Volto a afirmar que Aristides de Sousa Mendes, tão maltratado pelo estado e desconhecido ou esquecido pelas autoridades e pela maioria dos portugueses, foi mesmo assim o maior herói da nossa História, realizando um acto singular, desprovido de qualquer apoio, mas culminando com a salvação física de milhares de judeus, alguns deles figuras importantes, como é o caso de Salvador Dali...
Mesmo implorando o favor e a mercê de Salazar, que se dizia cristão, para que não acabasse por morrer à fome juntamente com a sua enorme prole, o cônsul recebeu como resposta o desamparo e a despromoção profissional. Não só Salazar, mas o próprio papa da época, a quem Aristides solicitou em duas cartas o socorro e a misericórdia que se esperariam de um "cristão", remeteu-se ao silêncio, não respondendo a nenhuma das duas cartas, cujas cópias oferecidas por um dos netos do cônsul guardo com muito carinho. Aristides tentou tocar no coração do papa, alegando que tinha realizado um acto de misericórdia aos "irmãos de Jesus", salvando 30 mil deles, mas a resposta que recebeu foi o absoluto silêncio...
Este Museu agora aberto ao público é assim visita obrigatória para quem ama o povo judeu e também a nossa História, repleta de grandes feitos heróicos, mas nenhum com este alcance humanista de âmbito mundial. Visitar este Museu é prestar a devida e justa homenagem a tão importante figura da nossa História, e que tanto nos deveria encher de orgulho, pese embora o triste facto de continuar ignorado por muitos, injustiçado e até desprestigiado pela nossa comunicação social, presente na inauguração, mas mais interessada em inquirir do presidente as suas opiniões sobre questiúnculas da política nacional...Uma vergonha! É lamentável o estado a que a nossa comunicação social chegou, preferindo dedicar o seu tempo a temas dispensáveis do que prestigiar e tornar conhecido ao público a pessoa e a obra do grande Aristides de Sousa Mendes...!
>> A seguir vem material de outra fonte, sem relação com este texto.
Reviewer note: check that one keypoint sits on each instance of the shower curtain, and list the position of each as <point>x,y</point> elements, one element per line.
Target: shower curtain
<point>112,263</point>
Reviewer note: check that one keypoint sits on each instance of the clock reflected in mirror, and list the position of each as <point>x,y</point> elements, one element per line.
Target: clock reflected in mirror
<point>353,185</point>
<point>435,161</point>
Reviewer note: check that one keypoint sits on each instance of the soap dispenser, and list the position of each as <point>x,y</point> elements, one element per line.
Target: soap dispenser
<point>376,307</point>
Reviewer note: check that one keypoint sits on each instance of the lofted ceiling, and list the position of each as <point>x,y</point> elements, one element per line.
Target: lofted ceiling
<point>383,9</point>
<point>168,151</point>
Todas as vezes que vamos a Israel com um grupo de turistas portugueses e brasileiros, fazemos questão de visitar a árvore plantada em homenagem a Aristides de Sousa Mendes no Museu do Holocausto, em Jerusalém, a capital de Israel, aproveitando o ensejo para narrar um pouco da história deste cônsul português só muito recentemente reabilitado pelo estado português.
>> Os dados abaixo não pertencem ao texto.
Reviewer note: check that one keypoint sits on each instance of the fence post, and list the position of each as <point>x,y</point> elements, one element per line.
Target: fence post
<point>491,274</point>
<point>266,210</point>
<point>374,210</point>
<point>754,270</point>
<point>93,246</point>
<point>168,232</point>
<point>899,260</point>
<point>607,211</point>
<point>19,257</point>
A "Casa do Passal" onde se encontra o Museu esteve ao abandono total durante décadas, tendo o seu interior sido praticamente todo espoliado. Quando ali estivemos pela primeira vez em 2013 aquando de uma grande homenagem ali prestada por familiares descendentes de refugiados salvos pelo cônsul, constatámos da vergonha que a casa praticamente em ruínas revelava sobre a atitude dos vários governos do estado português, que nada fizeram durante décadas para reconstruir o palacete e honrar a memória do cônsul que em apenas 48 horas, passou vistos no consulado de Bordéus, para que cerca de 30 mil seres humanos pudessem escapar dos fornos crematórios nazis...Esse desmazelo só revela a miserabilidade e mesquinhez de um estado que negligencia e até maltrata os seus verdadeiros heróis, em troca de outros valores insignificantes por comparação.
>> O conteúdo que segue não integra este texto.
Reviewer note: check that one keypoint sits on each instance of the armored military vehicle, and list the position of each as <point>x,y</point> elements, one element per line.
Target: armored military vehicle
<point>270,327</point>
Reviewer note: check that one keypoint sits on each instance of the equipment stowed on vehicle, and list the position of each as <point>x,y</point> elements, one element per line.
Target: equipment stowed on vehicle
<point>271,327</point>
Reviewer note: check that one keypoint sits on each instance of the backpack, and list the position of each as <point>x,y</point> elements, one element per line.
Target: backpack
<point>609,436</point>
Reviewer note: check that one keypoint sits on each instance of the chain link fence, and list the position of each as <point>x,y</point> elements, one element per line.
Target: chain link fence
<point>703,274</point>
O Museu pode ser visitado de Terça a Domingo, entre as 10 e as 13, e as 14 e as 18 horas, com entradas gratuitas até ao final do mês de Agosto. Vale a pena visitar e conhecer este espaço, prestando assim o merecido tributo ao cônsul, conhecer a sua vida e percurso como cônsul em várias partes do mundo, ver alguns exemplares dos vistos por ele passados quando cônsul em Bordéus, e ainda os testemunhos de alguns dos muitos que ele salvou do extermínio nazi.
Esta Casa é na verdade "um lugar de memória."
Poder no final do dia estar com um dos netos do cônsul Aristides, ouvir de viva voz por mais de uma hora alguns relatos sobre a vida desse grande homem, foi para mim um privilégio, acrescentando ainda mais admiração àquela que já nutria pelo cônsul. Tratou-se na realidade de uma verdadeira aula de História, melhor ainda, ter participado de uma lição sobre o humanismo exemplar demonstrado na prática por aquele grande vulto, um modelo a seguir pelas próximas gerações...
Shalom, Israel!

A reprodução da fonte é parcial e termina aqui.